Search code examples
spring-cloudnetflix-eureka

Eureka Client not reflecting manual status of OUT_OF_SERVICE


I have a manager application that uses Eureka to discover worker applications. Both are using Spring Cloud Netflix and the auto configurations that they provide to do service registration and discovery.

Occasionally the manager marks an instance as OUT_OF_SERVICE and some time later (on the order of minutes) marks the same instance as UP.

The manager discovers instances using the CloudEurekaClient, and then sets its status:

@Autowired
private CloudEurekaClient cloudEurekaClient;

...

InstanceInfo instance = cloudEurekaClient.getNextServerFromEureka(WORKER_SERVICE_NAME, false);
cloudEurekaClient.setStatus(InstanceInfo.InstanceStatus.OUT_OF_SERVICE, instance);
// do some work
cloudEurekaClient.setStatus(InstanceInfo.InstanceStatus.UP, instance);

This seems to work well. The Eureka server status page shows my instances going from UP to OUT_OF_SERVICE:

enter image description here

However, the CloudEurekaClient doesn't seem to know that an instance is OUT_OF_SERVICE. Instead, using the debugger, I have found that the instance has a status of UP and overridenStatus of UNKNOWN:

enter image description here

Note: If I call cloudEurekaClient.getApplication("worker").getInstances() it shows the 4 UP instances, but no mention of the one that is OUT_OF_SERVICE.

Is this expected? I assumed the eureka client would know that an instance is OUT_OF_SERVICE, but that's not the behavior I'm seeing. This causes problems for a health indicator I have that uses the CloudEurekaClient to show the number of UP and OUT_OF_SERVICE instances.


Solution

  • After some digging, the issue appears to be that setting instance status makes an immediate call to the Eureka Server, which is why the server status UI shows the proper status real-time:

    public void setStatus(InstanceStatus newStatus, InstanceInfo info) {
        getEurekaHttpClient().statusUpdate(info.getAppName(), info.getId(), newStatus, info);
    }
    

    However, calling CloudEurekaServer.getNextServerFromEureka() uses a local cache which is only periodically updated on a timer, which is defined by EurekaClientConfig.getRegistryFetchIntervalSeconds().

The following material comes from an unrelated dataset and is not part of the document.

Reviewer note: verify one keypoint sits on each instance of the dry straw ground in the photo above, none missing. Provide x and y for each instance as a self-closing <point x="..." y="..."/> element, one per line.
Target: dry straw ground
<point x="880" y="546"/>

    So I'm in a race condition where if I set an instance status to OUT_OF_SERVICE and try to query the discovery client for an application before the cache is refreshed, the client and server have different views of the instances. If I wait registryRefreshInterval seconds before asking the client for the next server, it correctly ignores the instance that I manually put into OUT_OF_SERVICE status.